Bootstrapping Kubernetes Clusters with Terraform and Argo CD: A Durable Two-Layer Approach

Bootstrapping Kubernetes Clusters with Terraform and Argo CD: A Durable Two-Layer Approach

Robust cluster bootstrap separates infrastructure provisioning from continuous reconciliation. This guide details a production-grade Terraform plus Argo CD model with explicit governance.

TL;DR

A production-ready Kubernetes bootstrap is more reliable when Terraform and Argo CD have explicit responsibilities. Terraform should provision and manage infrastructure primitives, cluster lifecycle resources, and state safety controls. Argo CD should continuously reconcile platform and workload resources from Git using declarative application definitions. This model reduces drift and clarifies incident ownership. Teams should harden Terraform workflows with plan review and state management controls, and treat Argo CD app-of-apps repositories as privileged automation surfaces with strict access and project boundaries.

Argo CD app-of-apps architecture diagram.
App-of-apps accelerates bootstrap, but should be managed as privileged automation.

Bootstrapping Fails Most Often at Ownership Boundaries, Not Tooling

Teams rarely fail because Terraform or Argo CD is incapable. They fail because lifecycle ownership is mixed: infrastructure and runtime reconciliation are managed by overlapping processes with unclear authority.

A reliable model is to enforce two layers:

  • Terraform manages infrastructure lifecycle and state-critical primitives.
  • Argo CD manages continuous reconciliation of Kubernetes resources from Git.
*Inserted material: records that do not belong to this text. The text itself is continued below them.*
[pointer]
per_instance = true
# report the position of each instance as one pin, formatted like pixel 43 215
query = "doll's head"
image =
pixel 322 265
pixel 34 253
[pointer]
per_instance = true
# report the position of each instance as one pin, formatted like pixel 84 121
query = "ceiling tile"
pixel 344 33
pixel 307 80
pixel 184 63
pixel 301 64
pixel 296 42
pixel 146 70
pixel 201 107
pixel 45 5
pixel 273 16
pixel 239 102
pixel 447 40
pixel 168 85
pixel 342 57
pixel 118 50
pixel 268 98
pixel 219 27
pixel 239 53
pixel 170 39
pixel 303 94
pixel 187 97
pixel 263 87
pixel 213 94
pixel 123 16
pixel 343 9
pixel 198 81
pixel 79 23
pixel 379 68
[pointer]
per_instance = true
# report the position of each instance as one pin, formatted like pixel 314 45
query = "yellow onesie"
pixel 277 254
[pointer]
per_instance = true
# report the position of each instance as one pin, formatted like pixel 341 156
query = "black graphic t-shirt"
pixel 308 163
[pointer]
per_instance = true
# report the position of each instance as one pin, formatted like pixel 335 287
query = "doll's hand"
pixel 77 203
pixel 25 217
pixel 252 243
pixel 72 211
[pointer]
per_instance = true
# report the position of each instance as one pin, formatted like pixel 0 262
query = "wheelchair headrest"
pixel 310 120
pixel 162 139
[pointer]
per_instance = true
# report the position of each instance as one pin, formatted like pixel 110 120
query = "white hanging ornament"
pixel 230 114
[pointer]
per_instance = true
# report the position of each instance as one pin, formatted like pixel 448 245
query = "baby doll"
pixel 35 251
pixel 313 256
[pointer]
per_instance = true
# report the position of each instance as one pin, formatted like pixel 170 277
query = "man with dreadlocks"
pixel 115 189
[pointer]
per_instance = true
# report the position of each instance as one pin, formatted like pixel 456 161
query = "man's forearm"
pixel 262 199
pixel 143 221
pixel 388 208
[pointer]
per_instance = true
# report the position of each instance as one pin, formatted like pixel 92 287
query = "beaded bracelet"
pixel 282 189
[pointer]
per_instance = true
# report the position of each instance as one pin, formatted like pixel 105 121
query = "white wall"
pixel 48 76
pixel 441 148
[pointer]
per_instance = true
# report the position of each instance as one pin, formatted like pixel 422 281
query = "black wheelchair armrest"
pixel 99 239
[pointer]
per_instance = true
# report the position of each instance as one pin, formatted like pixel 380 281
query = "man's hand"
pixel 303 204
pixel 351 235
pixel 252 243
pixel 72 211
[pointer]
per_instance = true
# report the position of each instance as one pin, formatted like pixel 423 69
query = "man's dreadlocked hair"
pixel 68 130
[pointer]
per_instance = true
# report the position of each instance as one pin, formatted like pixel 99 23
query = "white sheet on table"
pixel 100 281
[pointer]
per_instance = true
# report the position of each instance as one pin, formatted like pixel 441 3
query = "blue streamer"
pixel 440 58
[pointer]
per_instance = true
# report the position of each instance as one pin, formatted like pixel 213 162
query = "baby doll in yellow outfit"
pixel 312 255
This aligns with Argo CD’s cluster bootstrapping guidance and reduces operational ambiguity during upgrades and incidents.

1. Use Terraform for Infrastructure Lifecycle and State Discipline

Terraform should own cluster-adjacent infrastructure and provider-backed lifecycle resources.

terraform {
  required_version = ">= 1.6.0"
  required_providers {
    aws = {
      source  = "hashicorp/aws"
      version = "~> 5.0"
    }
  }
  backend "s3" {
    bucket = "platform-terraform-state-prod"
    key    = "eks/bootstrap/terraform.tfstate"
    region = "us-east-1"
  }
}
resource "aws_eks_cluster" "main" {
  name     = "platform-prod"
  role_arn = aws_iam_role.eks_cluster.arn
  version  = "1.31"

  vpc_config {
    subnet_ids = var.private_subnet_ids
  }
}

resource "aws_eks_node_group" "baseline" {
  cluster_name    = aws_eks_cluster.main.name
  node_group_name = "baseline"
  node_role_arn   = aws_iam_role.eks_nodes.arn
  subnet_ids      = var.private_subnet_ids
}

Use plan review before apply and maintain dependency lock artifacts for reproducibility.

2. Use Argo CD for Continuous Platform and Workload Reconciliation

After control plane and baseline nodes are ready, Argo CD should take over in-cluster reconciliation from Git.

apiVersion: argoproj.io/v1alpha1
kind: Application
metadata:
  name: cluster-bootstrap
  namespace: argocd
  finalizers:
    - resources-finalizer.argocd.argoproj.io
spec:
  project: platform-admin
  source:
    repoURL: https://github.com/example/platform-config.git
    targetRevision: main
    path: clusters/prod
  destination:
    server: https://kubernetes.default.svc
    namespace: argocd
  syncPolicy:
    automated:
      prune: true
      selfHeal: true

This keeps application drift control where it belongs and avoids re-running infrastructure provisioning for routine app-level changes.

3. Treat App-of-Apps as Privileged Infrastructure

Argo CD documentation frames app-of-apps as admin-level capability. That is a governance requirement, not a suggestion.

Practical controls:

  • restrict write access to parent app repositories
  • enforce review gates on project field and destination scope
  • define clear project boundaries for child applications
  • use sync waves where ordering dependencies exist

Without this, app-of-apps can become an uncontrolled cross-namespace mutation channel.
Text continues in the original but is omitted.